Baca juga: Suku Fore di Papua Nugini Doyan Makan Otak Manusia, Begini Akibatnya pada Tubuh Mereka

Bila ada kecelakaan, mereka akan membatalkan penerbangan yang sudah direncanakan, untuk mengangkut pasien.

Wamena - Tiom ditempuh dalam 20 menit. Ketika kami tiba tampak banyak orang menunggu di pinggir lapangan. Bukan hanya penduduk asli, tetapi juga pendatang. Kami bertanya-tanya, apa mereka berkumpul di situ untuk menyambut kedatangan bapak dan ibu dokter yang dianggap orang penting?

Belajar istilah organ tubuh dari mana?

Kecamatan Tiom, Kabupaten Jayawijaya, luasnya lebih besar dari sebuah kabupaten di Jawa, tetapi penduduknya hanya 40.000 jiwa. Tanahnya bergunung-gunung dan suhu udara pada malam hari bisa mencapai 10°C.

Penduduk pendatang hanya beberapa puluh orang saja, terdiri atas pegawai kantor kecamatan, guru, polisi dan tentara.

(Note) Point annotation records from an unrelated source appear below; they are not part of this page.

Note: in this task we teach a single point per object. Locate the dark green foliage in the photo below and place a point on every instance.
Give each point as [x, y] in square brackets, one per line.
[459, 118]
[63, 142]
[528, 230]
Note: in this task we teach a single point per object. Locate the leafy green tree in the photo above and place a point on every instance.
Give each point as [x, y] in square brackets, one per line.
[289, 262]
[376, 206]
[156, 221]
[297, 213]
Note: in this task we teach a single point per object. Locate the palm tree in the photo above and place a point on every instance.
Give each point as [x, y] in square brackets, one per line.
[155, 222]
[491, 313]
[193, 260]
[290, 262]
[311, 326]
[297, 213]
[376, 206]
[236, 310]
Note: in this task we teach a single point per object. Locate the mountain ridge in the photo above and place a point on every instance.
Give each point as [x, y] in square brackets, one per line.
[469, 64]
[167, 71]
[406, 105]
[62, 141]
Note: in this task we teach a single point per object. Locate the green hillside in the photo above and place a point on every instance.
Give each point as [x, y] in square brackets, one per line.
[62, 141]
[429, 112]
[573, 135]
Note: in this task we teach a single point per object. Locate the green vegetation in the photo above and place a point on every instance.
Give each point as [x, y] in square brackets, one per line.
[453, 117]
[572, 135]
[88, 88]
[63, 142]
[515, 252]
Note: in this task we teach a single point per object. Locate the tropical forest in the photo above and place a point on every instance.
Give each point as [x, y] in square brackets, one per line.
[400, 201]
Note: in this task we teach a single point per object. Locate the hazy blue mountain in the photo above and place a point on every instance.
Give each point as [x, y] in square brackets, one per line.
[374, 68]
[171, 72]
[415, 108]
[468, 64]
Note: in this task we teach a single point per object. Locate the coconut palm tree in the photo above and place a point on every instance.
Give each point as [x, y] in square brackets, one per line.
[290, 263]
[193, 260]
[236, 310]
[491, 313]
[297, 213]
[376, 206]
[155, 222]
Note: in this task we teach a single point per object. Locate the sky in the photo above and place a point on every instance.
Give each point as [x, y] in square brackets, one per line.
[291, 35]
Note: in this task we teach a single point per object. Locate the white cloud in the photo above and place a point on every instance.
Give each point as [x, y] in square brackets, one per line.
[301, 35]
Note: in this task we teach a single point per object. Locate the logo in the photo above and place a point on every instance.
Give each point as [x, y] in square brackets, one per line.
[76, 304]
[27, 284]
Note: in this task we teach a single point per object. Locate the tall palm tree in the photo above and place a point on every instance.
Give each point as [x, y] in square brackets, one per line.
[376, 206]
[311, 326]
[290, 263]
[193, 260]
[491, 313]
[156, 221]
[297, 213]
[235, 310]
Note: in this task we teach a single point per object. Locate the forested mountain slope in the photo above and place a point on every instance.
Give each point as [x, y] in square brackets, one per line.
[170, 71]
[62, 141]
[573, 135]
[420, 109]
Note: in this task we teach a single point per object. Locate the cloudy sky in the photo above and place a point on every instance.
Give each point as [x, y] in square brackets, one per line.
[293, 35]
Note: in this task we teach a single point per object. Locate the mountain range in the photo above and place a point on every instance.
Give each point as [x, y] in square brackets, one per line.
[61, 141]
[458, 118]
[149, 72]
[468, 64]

Hari-hari pertama sukar untuk berkomunikasi dengan pasien. Hampir semuanya tidak bisa berbahasa Indonesia. Seorang mantri terpaksa harus menjadi penerjemah. Untunglah ada seorang misionaris Australia yang memberi semacam kamus bahasa Dani - Indonesia.

Mula-mula kami mempelajari bermacam-macam keluhan. Misalnya kakndok artinya batuk, tokoyi dingin, andi sakit (Sampai penduduk pernah keheranan ketika ada seorang dokter yang bernama Andi. "Kok, dokter yang bisa menyembuhkan penyakit namanya Andi?").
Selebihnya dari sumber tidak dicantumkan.